Lastly, we measure the amount of time used for communication compared to that for computation. As previously discussed, our protocols were designed to minimize the round complexity and consequently reduce the communication time. We therefore were interested in determining the portion of the overall runtime due to communication, and the results for the set intersection protocol (without compaction) are given in Fig. 1. Following our expectation, for small set sizes most of the overall runtime is due to communication, and the fraction of time spent on communication gradually decreases as we increase the set size.

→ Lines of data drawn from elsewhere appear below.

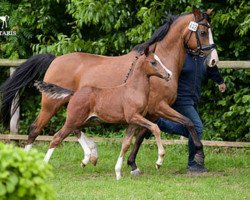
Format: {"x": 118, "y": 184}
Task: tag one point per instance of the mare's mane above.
{"x": 159, "y": 34}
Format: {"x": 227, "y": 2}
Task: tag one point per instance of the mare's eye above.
{"x": 153, "y": 63}
{"x": 203, "y": 33}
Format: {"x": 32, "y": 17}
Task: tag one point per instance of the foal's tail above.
{"x": 26, "y": 73}
{"x": 54, "y": 91}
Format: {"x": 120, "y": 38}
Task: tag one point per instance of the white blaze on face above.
{"x": 163, "y": 66}
{"x": 213, "y": 58}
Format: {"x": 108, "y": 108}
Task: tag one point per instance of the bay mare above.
{"x": 128, "y": 105}
{"x": 76, "y": 70}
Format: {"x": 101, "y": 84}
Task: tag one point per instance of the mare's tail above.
{"x": 26, "y": 73}
{"x": 53, "y": 91}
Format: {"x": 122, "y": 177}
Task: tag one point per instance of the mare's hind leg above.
{"x": 49, "y": 108}
{"x": 86, "y": 144}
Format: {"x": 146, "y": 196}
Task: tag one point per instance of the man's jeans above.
{"x": 189, "y": 111}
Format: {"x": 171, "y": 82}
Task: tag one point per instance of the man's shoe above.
{"x": 196, "y": 168}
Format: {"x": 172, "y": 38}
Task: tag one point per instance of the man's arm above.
{"x": 214, "y": 74}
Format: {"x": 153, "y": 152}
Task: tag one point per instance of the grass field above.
{"x": 228, "y": 176}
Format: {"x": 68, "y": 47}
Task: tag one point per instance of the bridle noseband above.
{"x": 193, "y": 26}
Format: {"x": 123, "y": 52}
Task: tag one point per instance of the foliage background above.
{"x": 113, "y": 27}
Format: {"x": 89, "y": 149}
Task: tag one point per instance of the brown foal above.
{"x": 126, "y": 104}
{"x": 76, "y": 70}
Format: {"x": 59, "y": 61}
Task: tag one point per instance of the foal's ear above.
{"x": 197, "y": 13}
{"x": 209, "y": 12}
{"x": 146, "y": 51}
{"x": 153, "y": 48}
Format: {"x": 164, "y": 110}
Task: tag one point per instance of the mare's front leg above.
{"x": 89, "y": 147}
{"x": 131, "y": 159}
{"x": 140, "y": 120}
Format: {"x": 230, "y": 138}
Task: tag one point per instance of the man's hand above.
{"x": 222, "y": 87}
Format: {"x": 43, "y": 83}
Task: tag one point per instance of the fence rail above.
{"x": 221, "y": 64}
{"x": 9, "y": 137}
{"x": 12, "y": 64}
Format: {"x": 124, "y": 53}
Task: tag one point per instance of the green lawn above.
{"x": 228, "y": 176}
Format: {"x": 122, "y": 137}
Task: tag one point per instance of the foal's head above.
{"x": 153, "y": 66}
{"x": 198, "y": 37}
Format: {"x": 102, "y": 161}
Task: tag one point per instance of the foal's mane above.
{"x": 159, "y": 34}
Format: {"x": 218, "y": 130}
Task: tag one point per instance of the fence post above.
{"x": 14, "y": 122}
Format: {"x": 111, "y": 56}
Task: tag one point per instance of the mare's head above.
{"x": 153, "y": 66}
{"x": 198, "y": 38}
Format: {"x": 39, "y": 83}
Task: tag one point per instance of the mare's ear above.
{"x": 146, "y": 51}
{"x": 197, "y": 13}
{"x": 209, "y": 12}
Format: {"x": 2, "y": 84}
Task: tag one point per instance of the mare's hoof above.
{"x": 157, "y": 166}
{"x": 136, "y": 172}
{"x": 82, "y": 165}
{"x": 93, "y": 160}
{"x": 118, "y": 177}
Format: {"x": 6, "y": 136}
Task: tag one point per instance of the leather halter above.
{"x": 200, "y": 49}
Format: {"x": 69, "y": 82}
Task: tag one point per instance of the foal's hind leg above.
{"x": 87, "y": 145}
{"x": 125, "y": 145}
{"x": 49, "y": 108}
{"x": 140, "y": 120}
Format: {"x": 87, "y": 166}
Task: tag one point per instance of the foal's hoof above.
{"x": 136, "y": 172}
{"x": 93, "y": 160}
{"x": 82, "y": 165}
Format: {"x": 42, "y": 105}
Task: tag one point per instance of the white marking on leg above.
{"x": 27, "y": 147}
{"x": 163, "y": 66}
{"x": 135, "y": 172}
{"x": 118, "y": 168}
{"x": 48, "y": 155}
{"x": 86, "y": 149}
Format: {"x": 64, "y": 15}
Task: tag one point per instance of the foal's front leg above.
{"x": 57, "y": 139}
{"x": 140, "y": 120}
{"x": 87, "y": 144}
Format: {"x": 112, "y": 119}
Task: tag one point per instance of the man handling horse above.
{"x": 189, "y": 93}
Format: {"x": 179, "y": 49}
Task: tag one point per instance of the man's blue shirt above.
{"x": 190, "y": 80}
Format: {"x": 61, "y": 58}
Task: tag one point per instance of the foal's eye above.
{"x": 203, "y": 33}
{"x": 153, "y": 63}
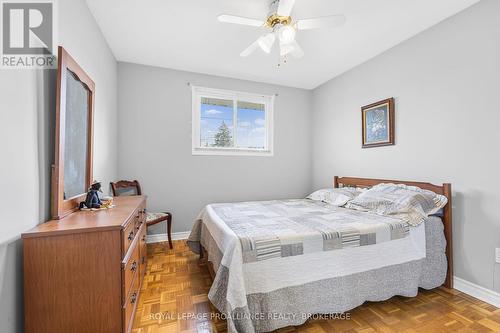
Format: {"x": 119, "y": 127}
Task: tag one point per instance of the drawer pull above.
{"x": 133, "y": 267}
{"x": 133, "y": 298}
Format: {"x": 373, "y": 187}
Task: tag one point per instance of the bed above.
{"x": 263, "y": 282}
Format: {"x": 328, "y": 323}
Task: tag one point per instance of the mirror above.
{"x": 75, "y": 137}
{"x": 72, "y": 170}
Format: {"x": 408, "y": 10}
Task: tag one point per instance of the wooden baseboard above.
{"x": 474, "y": 290}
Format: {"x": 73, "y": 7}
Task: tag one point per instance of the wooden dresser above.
{"x": 83, "y": 273}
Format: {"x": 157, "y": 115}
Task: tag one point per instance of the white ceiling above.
{"x": 185, "y": 35}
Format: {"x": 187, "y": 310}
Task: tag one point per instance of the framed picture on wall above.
{"x": 378, "y": 124}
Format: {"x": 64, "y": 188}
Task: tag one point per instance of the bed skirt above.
{"x": 292, "y": 306}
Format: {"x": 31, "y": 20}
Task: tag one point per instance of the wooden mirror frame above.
{"x": 61, "y": 207}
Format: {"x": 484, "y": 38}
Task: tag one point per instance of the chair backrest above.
{"x": 126, "y": 187}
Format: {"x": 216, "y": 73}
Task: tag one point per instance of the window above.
{"x": 231, "y": 123}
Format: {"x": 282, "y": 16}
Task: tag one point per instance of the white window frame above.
{"x": 268, "y": 100}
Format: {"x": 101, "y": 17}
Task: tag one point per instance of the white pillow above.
{"x": 335, "y": 196}
{"x": 413, "y": 203}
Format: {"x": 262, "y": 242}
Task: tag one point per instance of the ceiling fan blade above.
{"x": 285, "y": 7}
{"x": 240, "y": 20}
{"x": 321, "y": 22}
{"x": 250, "y": 49}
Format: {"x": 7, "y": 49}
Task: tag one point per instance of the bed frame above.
{"x": 444, "y": 189}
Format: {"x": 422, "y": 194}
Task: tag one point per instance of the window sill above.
{"x": 231, "y": 152}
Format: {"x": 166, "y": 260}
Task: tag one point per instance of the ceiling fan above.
{"x": 281, "y": 26}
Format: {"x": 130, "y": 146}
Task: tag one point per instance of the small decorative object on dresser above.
{"x": 92, "y": 200}
{"x": 127, "y": 187}
{"x": 378, "y": 124}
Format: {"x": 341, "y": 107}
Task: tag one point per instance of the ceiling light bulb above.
{"x": 286, "y": 34}
{"x": 266, "y": 42}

Recently, implementations of secure set intersection protocols in the two-party setting have appeared in the literature [30, 47]. Because of the drastic differences in our setting and the setting adopted in those publications, a direct performance comparison of our solutions and those in [30, 47] is not possible. We can therefore only provide a discussion of the relative performance and capabilities of the solutions. In particular, Huang et al. [47] propose protocols for set intersection in the two-party setting based on Yao’s generic garbled circuit evaluation [71]. For sets with 1024 elements and the security parameter set to guarantee short-term security (112 bits), their most efficient implementation yields a runtime of 11.8 seconds for elements represented using 32 bits (exact runtimes are not available for sets of other sizes). In another recent implementation of two-party set intersection [30], the authors measured the performance of a custom linear-time RSA-based protocol from [29]. The implementation was optimized and fully parallelized, in that the computation was partitioned among the cores of a 4-core server and dual core client. The authors achieve a notable runtime of 1.8 seconds for sets of size 1000 and the same 112-bit short-term security parameter. Although our implementation results in a slower performance, this gap is largely expected for a variety of reasons. The most prominent reason is the fact that our multi-party framework incurs numerous interactive rounds during computation while these two-party solutions require a single interaction. Second, our solution is oblivious with respect to the inputs, while in the solutions implemented in both [47] and [30] the fact that the parties have knowledge of the sets (and in some cases other information) results in faster performance. Third, not taking advantage of the available multiple CPU cores in our implementation contributes to the amount of time spent on computation, although this can be substantially reduced in an implementation that parallelizes the computation. Lastly, the flexibility of our framework, composability of the protocols, and support for a large number of set and multiset operations offer advantages not available in other settings, and our solution can be preferred for those reasons despite its longer runtime.

10 Conclusions

This work is the first to provide a comprehensive suite of protocols for multi-party set and multiset operations that are data-oblivious and composable. The list of covered operations consists of set and multiset union, intersection, equality, symmetric and asymmetric difference, subset and superset relationships, and element reduction (for multisets). The flexibility of the framework allows these operations to be employed in a variety of settings ranging from the traditional secure multi-party computation to secure outsourcing by one or more parties. The solutions have a natural support for hiding the output size and can be easily extended to compute cardinality or over-the-threshold cardinality of the result. All solutions are information-theoretically secure against malicious adversaries, achieve low communication and computation cost of \(O(m \log m)\) for data sets of size m, and were designed to minimize round complexity. Experimental results show practicality of our solution.